As the program progresses and the measurements come in, the company is ecstatic. They now can compare their widget repair shops, reward the top performers and eliminate or force the lesser-performing shops to implement customer satisfaction, efficiency and/or cost-saving strategies by showing these lesser-performing shops how they compare.

The company will never tell you how or why those shops are performing better. In fact, they really don’t know why; they’ll just tell the lesser-performing shops that the better-performing shops repair more parts on the widgets or use cheaper parts on the widgets or charge less labor to fix the widgets – without actually investigating why this is.

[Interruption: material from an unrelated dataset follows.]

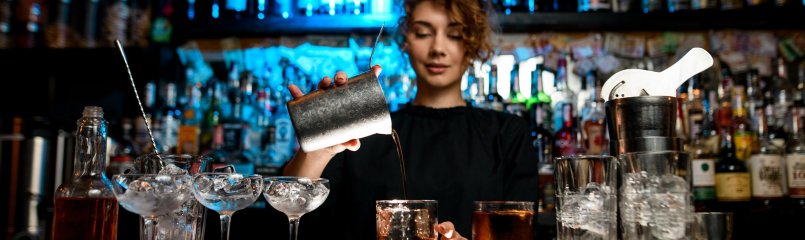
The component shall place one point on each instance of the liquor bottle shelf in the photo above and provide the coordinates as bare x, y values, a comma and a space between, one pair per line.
761, 18
277, 26
749, 18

It’s a win-win. The customer is happy because the widget looks good, the company is happy because their costs are down, and many of the widget repair facilities on the program are happy because they’re getting a ton of widget repairs. A few of the widget repair shops aren’t happy because they feel they cannot properly repair the widgets to the OEM specifications within the program guidelines, so they’re either removed or they remove themselves. That makes the program even more competitive and forces the rest of the widget repair shops to look for more ways to cut costs and improve efficiency. It’s beautiful!

Who’s at Fault?

Then, someone’s widget fails to perform correctly, and a customer is seriously injured. It’s later discovered that a part that was supposed to be welded in place was instead glued to save time and labor, and it did not properly protect the owner of the widget. The widget repair facility says it’s not their fault because they’re trying to perform within the program’s parameters. The company says it’s not their fault because they told the shop to fix the widget correctly, and they never tell them how to fix the widget, only to fix it within their parameters.

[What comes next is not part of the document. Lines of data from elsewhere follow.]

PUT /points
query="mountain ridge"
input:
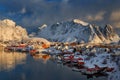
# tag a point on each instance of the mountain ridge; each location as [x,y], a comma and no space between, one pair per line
[79,31]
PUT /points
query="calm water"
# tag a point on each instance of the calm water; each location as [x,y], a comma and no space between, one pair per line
[22,66]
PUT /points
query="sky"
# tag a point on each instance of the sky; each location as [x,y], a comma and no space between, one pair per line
[34,13]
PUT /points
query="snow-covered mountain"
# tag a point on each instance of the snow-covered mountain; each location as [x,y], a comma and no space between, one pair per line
[78,31]
[9,31]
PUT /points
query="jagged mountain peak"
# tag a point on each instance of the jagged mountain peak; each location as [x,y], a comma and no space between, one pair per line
[79,31]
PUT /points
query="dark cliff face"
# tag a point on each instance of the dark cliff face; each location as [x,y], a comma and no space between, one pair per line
[78,31]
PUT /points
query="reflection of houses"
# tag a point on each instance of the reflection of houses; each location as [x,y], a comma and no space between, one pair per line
[44,57]
[8,61]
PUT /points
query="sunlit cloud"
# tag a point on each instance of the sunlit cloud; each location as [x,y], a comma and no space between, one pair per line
[115,16]
[97,17]
[23,11]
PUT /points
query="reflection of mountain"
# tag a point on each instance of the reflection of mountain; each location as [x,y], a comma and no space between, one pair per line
[9,60]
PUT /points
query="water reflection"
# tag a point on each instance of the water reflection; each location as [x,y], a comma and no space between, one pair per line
[35,69]
[9,60]
[43,57]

So here are the questions I pose to you:

  • Is this hypothetical possible?
  • Who is at fault for this performance failure and for the possibility of more?
  • What will happen to the widget repair shops that didn’t feel they could fix widgets correctly within the program’s cost parameters and are either removed or remove themselves from the program?
  • Will the widget repair shops that continue on the program be able to appropriately compensate their qualified widget repair technicians, based on the more competitive structure of the program?
  • Will this force widget repair technicians to leave this industry?
  • Where will you find new, qualified widget repair technicians?
  • Most importantly, how many more widgets have to fail before somebody does something about it?

Hypothetically, of course. Just sayin’.